数々の受賞についてユン・ヨジョンは、「ただ座ってZoomで話ができてよかった。アメリカでは授賞式が開かれ、あちこちを回らなければならない。私は“レース”が(単に)言葉だけだと思っていたが、パンデミックの影響もありオスカー“アワードレース”(awards race)であちこち歩き回らなくてもいいし、座ってテレビ電話をするだけでいいとボン監督が羨んでいた」と笑いを見せる一面も。

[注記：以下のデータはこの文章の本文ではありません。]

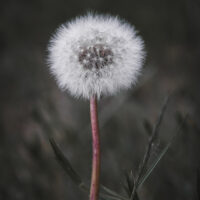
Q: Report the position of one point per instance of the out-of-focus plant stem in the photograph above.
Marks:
(94, 188)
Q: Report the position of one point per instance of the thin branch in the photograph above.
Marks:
(149, 148)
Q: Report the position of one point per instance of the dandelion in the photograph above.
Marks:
(92, 56)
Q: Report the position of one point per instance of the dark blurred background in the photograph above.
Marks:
(34, 109)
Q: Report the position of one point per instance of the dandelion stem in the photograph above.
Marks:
(94, 188)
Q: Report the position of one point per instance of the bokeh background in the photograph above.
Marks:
(32, 108)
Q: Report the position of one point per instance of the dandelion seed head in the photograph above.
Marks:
(95, 55)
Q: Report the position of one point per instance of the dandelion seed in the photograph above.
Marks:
(95, 55)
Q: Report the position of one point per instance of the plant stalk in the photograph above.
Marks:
(94, 188)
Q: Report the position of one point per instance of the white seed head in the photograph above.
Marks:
(95, 55)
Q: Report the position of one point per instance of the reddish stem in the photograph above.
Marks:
(94, 188)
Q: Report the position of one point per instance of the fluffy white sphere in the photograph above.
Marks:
(95, 55)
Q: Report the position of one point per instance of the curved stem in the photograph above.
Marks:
(94, 188)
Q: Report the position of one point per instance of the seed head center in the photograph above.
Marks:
(96, 56)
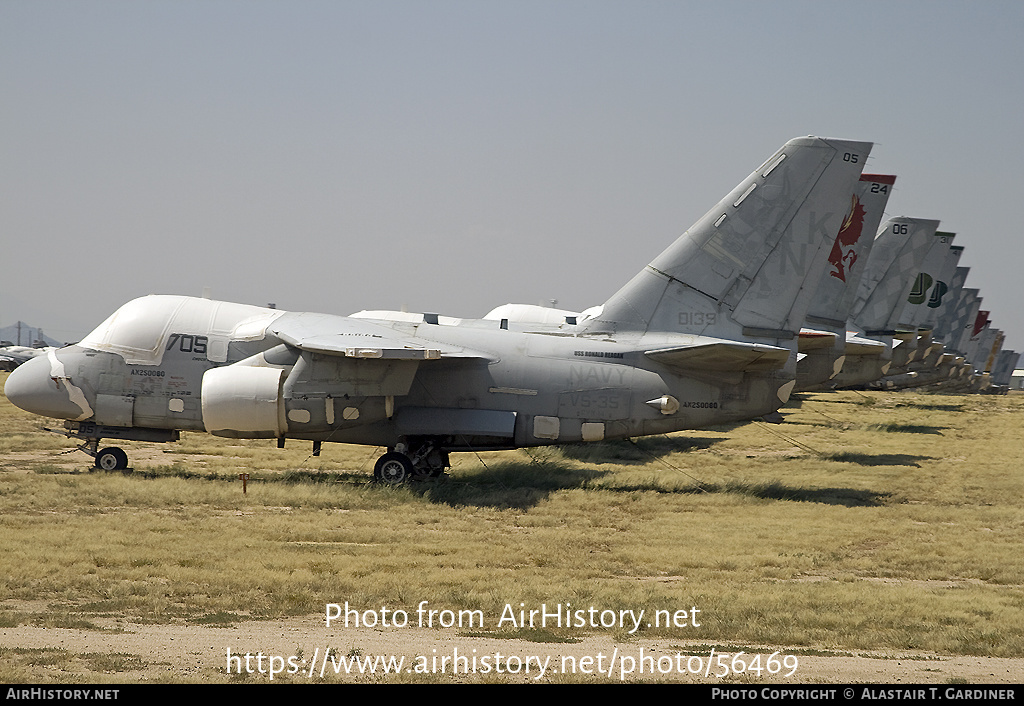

『ミナリ』の脚本と演出を担当したリー・アイザック・チョン(韓国名チョン・イサク)監督とは、釜山(プサン)映画祭で親友のイ・イナプロデューサーの紹介で知り合ったと縁を伝えた。
チョン監督はユン・ヨジョンのデビュー作『火女』(1971年、故キム・ギヨン監督)が印象深かったとし、自分もチョン監督についてもっと知りたくなったと交流を話している。 「チョン監督は非常に静かな人だ。彼が私の息子だったらいいのにと思うほど好いている」
ユン・ヨジョンは、『ミナリ』を通じて国際的なスターになったことについて、「戸惑っている」とし、今の自分を作ったのは劣等感だったと打ち明けた。
「学校で演技を習ってもいないし、映画を勉強してもいないので劣等感があった。それでも台本をもらったら、本当に一生懸命練習した」と自身の内面を語った。
アメリカで2人の子どもを育てながら、主婦として10年余りを過ごした彼女は、「離婚して帰国した時、“あの俳優は離婚した女性だ、テレビに出てはいけない”と、テレビ局に抗議の電話をする視聴者もいた。しかし今は私が大好きだ。人間という存在がそうだ」と過去を語った。
自身は生存者として、「(演技を)やめるか、またアメリカに行こうか悩んだ時期もあった。 しかし、私は依然として生きており、今では演技を楽しんでいる」と伝えている。
ニューヨーク・タイムズはインタビューで会ったユン・ヨジョンについて、「物思いにふけった表情に加え、優しい笑顔と快活な笑いも見え、静かな風貌には自然な気品があった」とし、「自身の考えを説得力のある言葉で話しながらも、さっぱりとしていた」と彼女の人間性を評している。
そんな人間的な魅力に満ち溢れているユン・ヨジョンは、4月25日(現地時間)に開かれる第93回アカデミー賞授賞式で、韓国人俳優初の演技賞を受賞できるのか。全世界からの注目が絶えない現在だ。